Weight loss, nausea, anorexia and abdominal pain may be an outcome of venous stasis and venous engorgement within the abdominal organs. Reduced cardiac output can lead to weakness, inadequate elimination of catabolic wastes and impaired circulation.

How is Congestive Heart Disease Diagnosed?

The diagnosis of heart failure is composed of a series of tests and physical examinations. It also includes identifying diseases that may run in the patient’s family and lead to heart failure. These procedures are essential in confirming if the patient really has heart failure as Congestive Heart Failure Symptoms may mimic other diseases.
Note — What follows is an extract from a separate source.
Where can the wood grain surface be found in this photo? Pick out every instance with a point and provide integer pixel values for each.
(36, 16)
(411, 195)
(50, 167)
Physical examination may involve listening to the patient’s heart and lung sounds; assessment of the extremities, abdomen and jugular vein for edema; and other symptoms that may indicate the presence of heart failure.

After assessing the patient for the indentified symptoms of the disease, the physician may recommend a series of diagnostic tests. There can be no single diagnostic test to confirm heart failure. It may include EKG or Electrocardiogram, Chest X-ray, BNP Blood test, Echocardiography, Doppler ultrasound, Holter monitoring, Nuclear heart scan, Cardiac catheterization, Coronary angiography, Stress Test, Cardiac MRI and Thyroid Function Test (See: Thyroid symptoms).

What are the Treatments for Congestive Heart Failure Symptoms?

Congestive Heart Diseases require regular and frequent monitoring. It entails the health care provider to observe the patient during the course of treatment and to be able to control the Congestive Heart Failure Symptoms, reduce the workload of the heart and improve its functions. The treatment for this condition may incorporate lifestyle modifications, heart transplant, bypass surgeries and medications such as ACE inhibitors, ARBs (Angiotensin II Receptor Blockers), Beta-blockers, Diuretics, Calcium Channel Blockers. and other Inotropics such as Hydralazine, Isosorbide dinitrate and Digitalis.